Longboarding is one of the latest trends to activate the ire – and municipal actions – of many in Surrey and White Rock.
Despite bans, longboarders still find areas to practise their sport on the Peninsula and beyond.
In the neighbourhoods where it’s popular, residents will tell you longboarders are foul-mouthed, cheeky youth who leave nothing but trash behind and endanger their own lives as well as the safety of drivers, pedestrians, and other roadway users.
Some say it’s the culture and related potentially unhealthy activities that longboarding apparently triggers.
I’m just wondering why longboarding is being singled out by municipal councils as an activity to be banned. Didn’t everyone say the same things about regular skateboarding when it became popular years ago? How about snowboarding?
Bicyclists are unsafe on our local roads every single day. So are scooter riders. And motorcyclists. People who participate in these activities are often injured or even killed, whether due to their own unsafe actions or due to others’.
How about pick-up hockey games and the beer and potential unhealthy and/or illegal activities related to this Canadian sport? People get injured during recreational hockey games all the time – some so seriously, they end up in a wheelchair for the rest of their lives.
So why isn’t playing hockey banned?
In my experience, youth riding longboards are simply trying to improve their level of expertise at this sport; most are polite and safety-aware – some groups will appoint a spotter, for example. All the longboarders I’ve encountered wear helmets and many wear other protective gear as well.
Most do not appear to leave trash behind and many are helpful, whether giving directions to passing drivers or helping local residents locate and catch dogs who’ve escaped a nearby yard.
Would those banning the sport rather these youth be inside, on the couch, playing video games or texting on their computers, tablets or various other electronic devices?
Each week it seems there’s a new report about rising rates of obesity in youngsters. So why stop them from being active and doing something they love?
Many longboarding advocates say the key is education about safety on the roads. They’re right – but this is key for everyone, not just for longboarders.

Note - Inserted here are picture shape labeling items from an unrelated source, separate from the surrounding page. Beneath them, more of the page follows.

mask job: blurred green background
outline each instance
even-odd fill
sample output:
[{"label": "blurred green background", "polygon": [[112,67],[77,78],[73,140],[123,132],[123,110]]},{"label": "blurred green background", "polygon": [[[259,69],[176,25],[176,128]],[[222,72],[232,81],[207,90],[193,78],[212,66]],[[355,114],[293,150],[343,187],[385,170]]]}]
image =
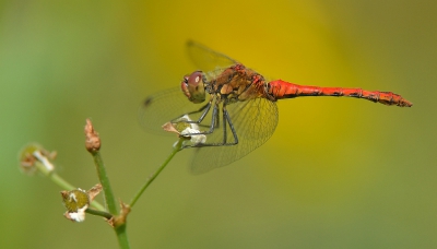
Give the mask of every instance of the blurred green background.
[{"label": "blurred green background", "polygon": [[175,138],[143,132],[142,99],[196,68],[198,40],[271,79],[392,91],[414,103],[279,103],[275,134],[201,176],[184,151],[129,216],[132,248],[437,248],[437,4],[433,1],[2,1],[0,247],[117,248],[17,152],[56,150],[58,173],[97,182],[91,118],[114,191],[129,202]]}]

Cyclists, scooter users, inline skaters and the many who use the sit-down scooters or other devices on busy roadways could all benefit from a focus on safety on the roads. So could regular skateboarders, longboarders and drivers. How about hockey players? Taking a look at arena safety couldn’t hurt.
Sure, longboarders don’t pay insurance to be on the roads the way drivers of vehicles do.

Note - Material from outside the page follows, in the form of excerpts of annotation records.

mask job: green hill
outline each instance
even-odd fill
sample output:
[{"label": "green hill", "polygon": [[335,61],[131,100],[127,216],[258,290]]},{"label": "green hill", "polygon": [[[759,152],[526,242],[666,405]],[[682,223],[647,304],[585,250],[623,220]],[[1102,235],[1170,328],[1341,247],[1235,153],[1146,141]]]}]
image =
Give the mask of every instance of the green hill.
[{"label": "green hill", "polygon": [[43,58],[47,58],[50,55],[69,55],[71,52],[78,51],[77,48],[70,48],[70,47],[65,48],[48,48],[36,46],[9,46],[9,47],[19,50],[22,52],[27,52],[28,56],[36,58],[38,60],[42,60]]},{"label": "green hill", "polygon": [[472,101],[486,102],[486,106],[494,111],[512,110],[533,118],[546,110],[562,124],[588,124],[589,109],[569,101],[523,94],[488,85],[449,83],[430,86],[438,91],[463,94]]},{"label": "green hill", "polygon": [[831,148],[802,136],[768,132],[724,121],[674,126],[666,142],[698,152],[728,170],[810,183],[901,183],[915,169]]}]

Neither do cyclists. Or scooter riders, or rollerbladers, or runners, or regular skateboarders.
Singling out one sport or activity is counter-productive and even harmful, as it forces those practising it to find more secluded and perhaps, more dangerous areas to focus on their passion.
Safety first is a great concept. Municipal councils and community groups should ensure that applies to everyone, rather than target any specific group.
Targeting any one activity seems biased. Not to mention pointless.
Inclusiveness, rather than exclusivity is often cited as the only way to proceed on community issues. Why not start with education about road safety for all?
Rather than single out longboarders and push them to the fringes, include them – and cyclists, and scooter users, and safety officials – and the entire community in the conversation.
Otherwise, longboarders are likely not learning the lessons municipal councils and anti-longboarding advocates want them to learn.
Municipalities need to start including everyone in the conversation, rather than condemn one group for wanting to practice their passion.
White Rock and Surrey should lead by example.
Tricia Leslie is a former Black Press reporter.